Daewoo beats Maserati to the blue-sky punch… by 30-odd years!

20 Jun 2022

MAAAATE check out my Cielo in the carpark… is something you would definitely not say if you’d just put down half a million bucks on Maserati’s latest and greatest drop-top sports car, the MC20 Cielo.

 

Why is that you ask?

 

Because here in Australia, the Cielo nameplate was attached to a singularly horrible little Daewoo small hatchback and sedan from the early 1990s – and perhaps even more embarrassingly, a car that was mechanically identical to the even more inappropriately named Daewoo LeMans.

 

The zero-star-rated Daewoo Cielo owed its existence to the even more horrible Opel Kadet, a cheap little European dunger that rattled itself to death around the streets of Europe in the 1980s.

 

Somehow in its fleeting existence, South-Korean-based Daewoo ended up with the thing no doubt as a result of an association with GM.

 

The cars were refugees from the dungeon of the auto industry -- Eastern Europe – complete with a wheezing 1.5-litre single cam four banger that struggled to grind out 65kW. There was a slurring three-speed automatic as an option or a five-speed manual gearbox that made the, um, most of what came from under the bonnet.

 

Flimsy garbage bin lid style wheel covers featured, as did a cheap plastic interior with an acrid chemical smell that simply wouldn’t go away no matter how much eucalyptus oil was used.

 

They sold a few here though; based on a price which hovered around $13,990 drive-away. But air-conditioning was an optional extra, as was the auto.

 

The Daewoo Cielo disappeared (fortunately) when the somewhat better Lanos appeared later in the 1990s before Daewoo sank in a sea of debt and GM murk. They didn’t have a chance…

 

Realistically, given its cheap price, the Cielo was probably OK for what it was at the time.
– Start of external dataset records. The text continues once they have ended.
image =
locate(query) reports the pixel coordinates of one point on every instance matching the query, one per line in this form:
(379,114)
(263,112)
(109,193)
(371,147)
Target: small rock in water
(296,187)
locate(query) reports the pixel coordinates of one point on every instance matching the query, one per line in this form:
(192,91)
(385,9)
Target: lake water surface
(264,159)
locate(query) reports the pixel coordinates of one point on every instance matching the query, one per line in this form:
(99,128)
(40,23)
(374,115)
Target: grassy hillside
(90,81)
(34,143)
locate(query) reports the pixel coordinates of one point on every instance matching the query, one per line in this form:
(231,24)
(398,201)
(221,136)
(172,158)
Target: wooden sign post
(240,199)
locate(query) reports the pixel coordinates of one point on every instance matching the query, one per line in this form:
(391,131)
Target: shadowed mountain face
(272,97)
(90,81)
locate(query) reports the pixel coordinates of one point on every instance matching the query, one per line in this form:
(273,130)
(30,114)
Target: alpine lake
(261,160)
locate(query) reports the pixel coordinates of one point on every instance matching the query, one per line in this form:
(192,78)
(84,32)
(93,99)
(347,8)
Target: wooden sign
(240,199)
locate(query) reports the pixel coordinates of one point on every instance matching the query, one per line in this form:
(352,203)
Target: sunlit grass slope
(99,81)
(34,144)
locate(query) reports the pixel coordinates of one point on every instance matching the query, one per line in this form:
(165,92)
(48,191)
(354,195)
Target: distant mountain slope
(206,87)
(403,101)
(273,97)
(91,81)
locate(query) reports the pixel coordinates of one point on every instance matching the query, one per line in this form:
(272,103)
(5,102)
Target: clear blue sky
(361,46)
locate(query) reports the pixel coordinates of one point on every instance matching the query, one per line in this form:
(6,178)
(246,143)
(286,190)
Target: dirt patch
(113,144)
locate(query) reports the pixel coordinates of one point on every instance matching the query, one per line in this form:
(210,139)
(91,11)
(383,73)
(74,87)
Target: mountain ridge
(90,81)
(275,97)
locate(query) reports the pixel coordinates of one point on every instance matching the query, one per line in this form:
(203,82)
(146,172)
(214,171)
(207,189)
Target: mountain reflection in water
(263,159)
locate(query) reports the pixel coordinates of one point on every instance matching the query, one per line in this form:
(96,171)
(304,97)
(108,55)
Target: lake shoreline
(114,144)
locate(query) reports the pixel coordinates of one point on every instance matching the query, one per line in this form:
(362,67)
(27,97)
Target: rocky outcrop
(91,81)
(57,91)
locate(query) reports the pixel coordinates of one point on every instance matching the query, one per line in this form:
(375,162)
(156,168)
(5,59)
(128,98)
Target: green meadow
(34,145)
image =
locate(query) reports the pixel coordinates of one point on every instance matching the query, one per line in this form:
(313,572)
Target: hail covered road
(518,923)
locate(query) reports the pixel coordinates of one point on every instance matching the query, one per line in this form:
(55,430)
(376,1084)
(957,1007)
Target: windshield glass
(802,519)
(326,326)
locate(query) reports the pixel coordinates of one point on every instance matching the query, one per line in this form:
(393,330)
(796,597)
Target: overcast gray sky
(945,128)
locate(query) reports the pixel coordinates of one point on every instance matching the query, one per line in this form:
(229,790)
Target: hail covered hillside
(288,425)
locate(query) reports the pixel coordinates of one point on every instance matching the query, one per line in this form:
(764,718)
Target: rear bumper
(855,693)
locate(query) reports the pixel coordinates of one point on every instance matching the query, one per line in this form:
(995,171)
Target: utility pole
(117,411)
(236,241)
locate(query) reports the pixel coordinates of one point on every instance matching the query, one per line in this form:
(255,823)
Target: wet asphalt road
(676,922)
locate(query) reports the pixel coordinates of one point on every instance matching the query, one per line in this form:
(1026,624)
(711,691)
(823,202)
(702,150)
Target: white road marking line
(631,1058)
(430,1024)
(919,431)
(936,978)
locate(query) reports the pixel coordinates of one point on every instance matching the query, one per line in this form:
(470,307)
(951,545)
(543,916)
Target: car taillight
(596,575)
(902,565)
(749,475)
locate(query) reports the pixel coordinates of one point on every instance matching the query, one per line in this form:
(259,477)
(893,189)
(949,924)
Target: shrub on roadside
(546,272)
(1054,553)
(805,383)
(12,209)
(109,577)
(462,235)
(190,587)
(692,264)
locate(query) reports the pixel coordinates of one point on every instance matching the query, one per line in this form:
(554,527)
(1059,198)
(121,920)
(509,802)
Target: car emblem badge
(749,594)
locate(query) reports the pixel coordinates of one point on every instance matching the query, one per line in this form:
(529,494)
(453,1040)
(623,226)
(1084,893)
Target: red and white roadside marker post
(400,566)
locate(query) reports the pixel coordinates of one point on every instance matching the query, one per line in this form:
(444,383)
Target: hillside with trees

It was, however, the grey-sky car with nothing uplifting about it at all. Thank goodness they have disappeared from our roads.

 

Which brings us to the other Cielo, Maserati’s blue-sky car.

 

Blue sky because that is the translation of the word Cielo and this high-performance piece of automotive gorgeousness has the benefit of a retractable hard top – a convertible.

 

That means you can get a tan while you whisk along at warp speed heading for where the genteel people go… wherever that is.

 

It’s all good in the Maserati Cielo starting with the butterfly wing doors opening onto two Alcantara clad sports seats. The roof folds in about 12 seconds while travelling at speeds up to 50km/. Beautiful!

 

Inside is all style with a sea of Alcantara and carbon fibre.

 

Then you fire up the 3.0-litre Ferrari/Alfa/Maserati twin-turbocharged V6 petrol engine in preparation to unleash those 463kW and 730Nm on the way to accelerating from 0-100km/h in the sub-three-second bracket. Try doing that in a Daewoo!

 

Whoosh, not bad in a rear-wheel drive sports car weighing 1500kg.

 

It looks like a missile ready to launch and sounds like an earlier iteration F1 car as the exhaust emits a high-pitched wail on the way to the 8000rpm redline.

 

But it’s a silly thing, really, and you couldn’t put your golf clubs in the back seat like you could in the other Cielo. No passengers out for dinner either, and watch those driveway entrances on the low slung front bumper.

 

Be wary of envy, too, as it has a nasty way of revealing itself when you roll up in a half-million-dollar motor.

 

And be prepared to shell out thousands of dollars on service and maintenance. Other running costs would be just as (blue) sky high. Lock the garage, get CCTV in the house, and put the keys in a safe.

 

It all sounds too hard doesn’t it. Maybe the other Cielo wasn’t all that bad after all… it was certainly easy to live with, cheap to run and relatively reliable… That is, of course, when bits didn’t fall of it.